O prejuízo estimado pelas vítimas já chega a R$ 850 mil, com pelo menos 18 Boletins de Ocorrência registrados. Entre os casos mais graves estão o de dois idosos, de 66 e 88 anos, que teriam sido alvo de forte assédio para a realização de transferências bancárias.

TRECHOS DAS CONVERSAS

Mensagens enviadas à nossa reportagem mostram o padrão de atendimento. Em conversas de novembro de 2025, Heitor prometia instalações rápidas após o pagamento, mas passava a apresentar desculpas constantes:

"Sim, pretendo entregar e instalar amanhã.
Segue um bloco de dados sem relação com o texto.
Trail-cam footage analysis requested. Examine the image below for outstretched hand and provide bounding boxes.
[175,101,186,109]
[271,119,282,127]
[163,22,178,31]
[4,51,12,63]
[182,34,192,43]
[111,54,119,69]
Dependendo do andar da carruagem aqui, eu já entrego hoje à tarde", afirmou em uma das mensagens.

Com o passar das semanas e a pressão dos clientes por reembolsos, as respostas tornavam-se pedidos de "votos de confiança":

"Peço encarecidamente que não o faça [denúncia], tenho meios de solucionar ainda hoje". Em outro momento, o engenheiro admitiu: "Por hoje, de mãos atadas... ainda tentando angariar o recurso para solucionar ainda hoje".

 

O OUTRO LADO

Em nota enviada ao Portal O Franco, Jordão Gonçalves Santana, irmão de Heitor, rebateu as acusações de estelionato. Segundo a defesa, todos os débitos mencionados estão inseridos em um Processo Judicial de Falência e que o engenheiro não está foragido, mas respondendo legalmente dentro de um rito jurídico oficial.

A nota também esclarece que Heitor está atualmente em São Paulo para tratamento psicológico intensivo e que o doutorado na USP não é utilizado para atrair clientes, visto que as negociações citadas seriam anteriores à sua aprovação acadêmica. A defesa sustenta que a exposição midiática prejudica a saúde mental do profissional e a própria resolução dos pagamentos via judicial.

O Portal O Franco reitera seu compromisso com a verdade e segue aberto a novos esclarecimentos de ambas as partes conforme o avanço das investigações.